A apreensão de 31 frascos de fentanil com traficantes no Espírito Santo acende um sinal de alerta. Tudo o que não precisamos por aqui é de uma epidemia de abuso de opioides semelhante à que ocorre nos EUA.
A situação ali pode ser descrita como desesperadora. As mortes por overdose de drogas vinham subindo de forma consistente desde 2000 e explodiram com a pandemia de Covid. Em 2021 foram 107 mil óbitos, 80 mil dos quais provocados por opioides, com o fentanil na liderança folgada. É mais do que as mortes em acidentes de trânsito ou por armas de fogo.
Acho difícil, porém, que o Brasil possa reproduzir um quadro semelhante ao americano. Um dos principais ingredientes da epidemia ali, que foi a prescrição maciça de opioides por médicos e dentistas, não ocorreu nestas bandas.
As raízes da crise americana remontam aos anos 1990, quando, com base em estudos ruins, laboratórios conseguiram convencer reguladores e profissionais de saúde a autorizar e prescrever novos opioides para manejar até dores agudas de baixa e média intensidade. A iniciativa foi um sucesso. Essa classe de drogas logo se tornou a mais receitada dos EUA. Só que as pílulas de oxicodona e hidrocodona eram menos seguras do que se pensava e geraram um pequeno exército de dependentes.
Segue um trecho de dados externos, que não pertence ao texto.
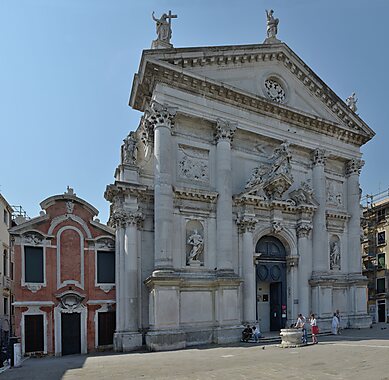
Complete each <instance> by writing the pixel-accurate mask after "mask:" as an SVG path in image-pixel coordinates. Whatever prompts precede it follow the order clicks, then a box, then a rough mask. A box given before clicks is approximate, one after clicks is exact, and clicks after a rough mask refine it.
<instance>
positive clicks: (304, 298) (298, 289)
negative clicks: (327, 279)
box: [297, 222, 312, 317]
mask: <svg viewBox="0 0 389 380" xmlns="http://www.w3.org/2000/svg"><path fill="white" fill-rule="evenodd" d="M311 230H312V223H309V222H300V223H299V224H298V226H297V239H298V240H297V245H298V253H299V268H298V269H299V271H298V272H299V276H298V300H299V304H298V310H299V312H300V313H302V314H303V315H304V316H305V317H308V316H309V312H310V308H309V305H310V298H311V297H310V296H311V288H310V285H309V279H310V278H311V274H312V242H311V240H310V239H309V235H310V232H311Z"/></svg>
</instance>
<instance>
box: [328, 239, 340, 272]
mask: <svg viewBox="0 0 389 380" xmlns="http://www.w3.org/2000/svg"><path fill="white" fill-rule="evenodd" d="M335 268H337V269H340V247H339V242H338V241H333V242H332V243H331V244H330V269H335Z"/></svg>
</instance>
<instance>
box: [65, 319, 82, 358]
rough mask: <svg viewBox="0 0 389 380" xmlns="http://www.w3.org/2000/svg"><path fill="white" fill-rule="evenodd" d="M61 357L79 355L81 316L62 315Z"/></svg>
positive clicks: (80, 346)
mask: <svg viewBox="0 0 389 380" xmlns="http://www.w3.org/2000/svg"><path fill="white" fill-rule="evenodd" d="M61 335H62V355H71V354H80V353H81V314H80V313H70V314H68V313H62V317H61Z"/></svg>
Um estudo do NIH de 2016 mostrou que 80% dos usuários de heroína, droga sem aplicação médica, chegaram à dependência através de analgésicos regulamente prescritos. No Brasil, temos o problema inverso. Médicos receitam menos morfina do que o que se estima que seria necessário para controlar as dores de pacientes que realmente precisam.
Os traficantes perceberam a oportunidade e inundaram as ruas com fentanil, que é mais fácil de produzir e contrabandear. Mas, como o fentanil é cem vezes mais potente que a morfina, e as pessoas nunca sabem bem o que estão consumindo (ele também é usado para "batizar" outras drogas), as overdoses explodiram.